Bell Pottinger, the big london PR firm torpedoed by its leading role in the Gupta/Oakbay Capital scandal in South Africa, will go out of business next week unless a last minute buyer is found.
Its successful Asian business says it is ring-fenced from the London disaster and will trade on as Klareco Communications.
Agency execs often say that they’re always three phone calls from disaster and Bell Pottinger has received rather more of these; HSBC being the most recent big client to jump ship. Bell Pottinger has been found guilty of orchestrating a fake Twitter campaign in South Africa, attacking allegedly “white monopoly capitalists” to distract attention from the Gupta brothers’ close relationship to South African president Jacob Zuma.
Bell Pottinger’s battered and bruised employees, who all stand to lose their jobs, may find some consolation in being former members of the first PR firm – maybe – to bring down a government, albeit unintentionally.
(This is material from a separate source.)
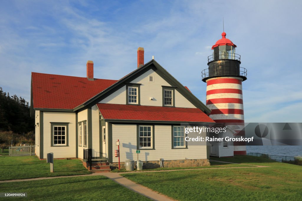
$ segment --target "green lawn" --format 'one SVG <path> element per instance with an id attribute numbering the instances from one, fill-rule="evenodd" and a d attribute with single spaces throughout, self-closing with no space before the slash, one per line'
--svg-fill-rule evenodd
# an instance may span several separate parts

The last such implosion in the business world was probably that of accountant Arthur Andersen, whose consultancy business begat Accenture long before its Anderson’s demise, which went down in matter of days over its involvement with a company called Enron, a bogus energy trader, back in 2001.
The same almost happened to Saatchi & Saatchi, briefly the biggest agency group in the world, although that was through over-trading not a specific scandal. Saatchi was eventually rescued by Publicis Groupe.
Why do they do it? Bell Pottinger management, headed by now departed CEO James Henderson who’s the largest shareholder, must have known the Guptas were trouble (as must Lord Bell, who left last year). But they then compounded this by launching a blatantly dishonest and illegal campaign. The Gupta’s Oakbay Capital was paying Bell Pottinger £100,000 a month.